Se echó hacia atrás cuando se dio cuenta de lo que había dicho, pero yo estaba demasiado enojada para sentirme herida.
—¡Pasaría por todo otra vez porque cualquier cosa es mejor que estar atrapada en esta manada sin futuro!
—Él se estremeció, pero no me importó—.
Ahora vete.
Gruñó de nuevo.
—¡No!
Ahora quítate para que pueda llegar a mi pareja.
—Si la tocas —gruñí—, te mataré, Tyler.
No me importa si eres mi hermano.
—Ella es mi pareja —gritó.
—¡Pero ella es mi hermana pequeña!
—siseé—.
Eso la convierte en mi responsabilidad, ¡es mi trabajo protegerla!
—¿Incluso de su pareja?
—preguntó con enojo—.
¿De mí?
—¿Ahora mismo?
—Mostré los dientes—.
Especialmente de ti.
—Dio un paso amenazante hacia adelante y gruñí en respuesta—.
No soy alguien a quien quieras desafiar, Tyler Iris.
Su cuerpo tembló, estaba al borde de transformarse cuando se congeló y miró hacia la puerta.
—Alfa —gruñó mientras una fuerza caía sobre él haciendo que agachara la cabeza.
Ethan parecía casi tan enfadado como yo me sentía.
—Vete Tyler.
Podrás ver a tu pareja más tarde.
Quise decir que nunca la volvería a ver, pero me contuve.
Ethan acababa de dar una orden de Alfa.
Tyler no tenía más remedio que obedecer.
Luchó contra ello, pero cuanto más lo hacía, más aumentaba el poder sobre él hasta que su voluntad cedió y se marchó, muy en contra de su voluntad.
Mi ira disminuyó solo una fracción, pero tenía que preocuparme por Trina.
—Gracias —le dije a Ethan antes de arrodillarme frente a mi hermana—.
Trina —dije suavemente.
Sus ojos aterrorizados se encontraron con los míos antes de que arrojara su cuerpo tembloroso sobre el mío, enterrando su rostro en la curva de mi cuello.

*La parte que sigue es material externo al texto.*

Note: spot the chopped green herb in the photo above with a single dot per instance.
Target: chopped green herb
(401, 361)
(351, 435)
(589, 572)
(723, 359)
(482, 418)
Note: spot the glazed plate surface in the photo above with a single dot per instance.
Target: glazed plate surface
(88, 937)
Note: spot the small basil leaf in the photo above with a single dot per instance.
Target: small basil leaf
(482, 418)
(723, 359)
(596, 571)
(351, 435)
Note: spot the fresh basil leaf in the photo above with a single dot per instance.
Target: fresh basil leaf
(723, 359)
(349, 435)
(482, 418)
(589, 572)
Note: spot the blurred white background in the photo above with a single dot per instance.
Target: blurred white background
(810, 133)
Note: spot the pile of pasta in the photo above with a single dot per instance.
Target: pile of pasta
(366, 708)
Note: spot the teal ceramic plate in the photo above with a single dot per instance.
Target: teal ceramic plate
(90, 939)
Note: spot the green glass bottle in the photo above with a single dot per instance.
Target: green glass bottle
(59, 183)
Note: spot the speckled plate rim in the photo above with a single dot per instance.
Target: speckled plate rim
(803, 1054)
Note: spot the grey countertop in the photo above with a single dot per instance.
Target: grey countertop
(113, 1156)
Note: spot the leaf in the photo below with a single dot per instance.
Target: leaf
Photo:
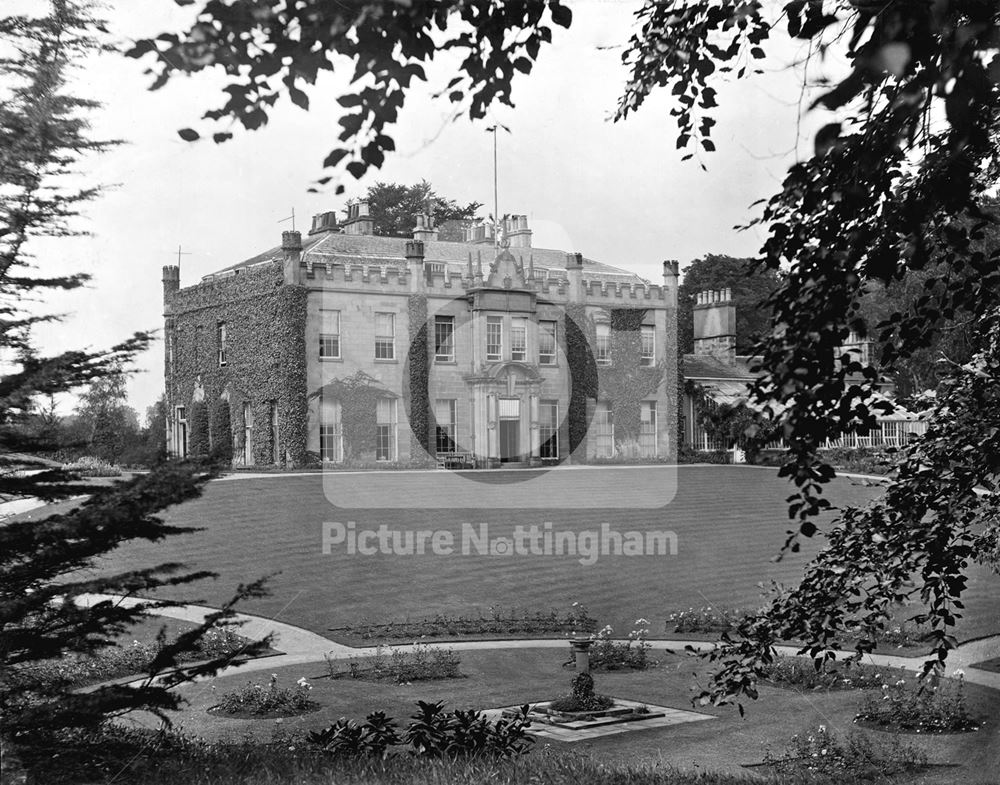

La rodeé con mis brazos protectoramente y le froté la espalda con una mano mientras le acariciaba el cabello con la otra—.
No te preocupes —le susurré al oído—.
Te tengo.
—No intenté callar sus sollozos ni decirle que todo estaría bien.
No le mentiría.
—Ethan, busca a Jason y dile que traiga un botiquín de primeros auxilios —dije mientras acunaba a Trina contra mi pecho.
Él se fue y noté un pequeño grupo en la puerta.
Les lancé una mirada severa hasta que se fueron—.
Lo siento tanto, Árbol —susurré suavemente.
Se suponía que debía vigilarla para que no ocurriera algo como esto.